Perhaps Bouvier’s slaying had something to do with a very rare and expensive antique Tarot card that the hanged man recently purchased, which is now—unsurprisingly—missing. However, getting down-to-earth answers from people who occupy a different reality won’t be easy. But when more New Agers suddenly depart this mortal plane, Croft needs to up the ante to catch a killer who’s not playing with a full deck.
PUBLISHERS WEEKLY
Santa Fe PI Joshua Croft gets a lively introduction to New Age spiritualism when defense attorney Sally Durrell hires him to investigate the murder of Quentin Bouvier, a practitioner of ``High Magic.'' During a gathering of healers and psychics at the home of Brad Freefall and Sylvia Morningstar, Quentin was coshed with a healing crystal and then strangled with a scarf belonging to Sally's client, Tarot card reader Giacomo Bernardi.
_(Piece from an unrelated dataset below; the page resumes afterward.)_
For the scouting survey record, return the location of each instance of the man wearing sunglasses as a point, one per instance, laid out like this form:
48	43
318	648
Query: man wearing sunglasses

Before the murder, Quentin had shown off his recently purchased, very valuable antique Tarot card, which is now missing. The newly widowed Justine takes the death calmly, perhaps because she believes that ``the essential Quentin'' remains, or perhaps because she's having an affair with ``spiritual alchemist'' Peter Jones. Another murder occurs as Joshua tries to divine the straight, this-world scoop from a cast that includes an astrologer and an ex-actress with a hotline to Alpha Centauri. Satterthwait ( A Flower in the Desert ) offers a neat surprise at the end of this entertaining adventure, but he also withholds clues and obscures some of the logic that leads to the resolution, a tactic some readers may find irksome.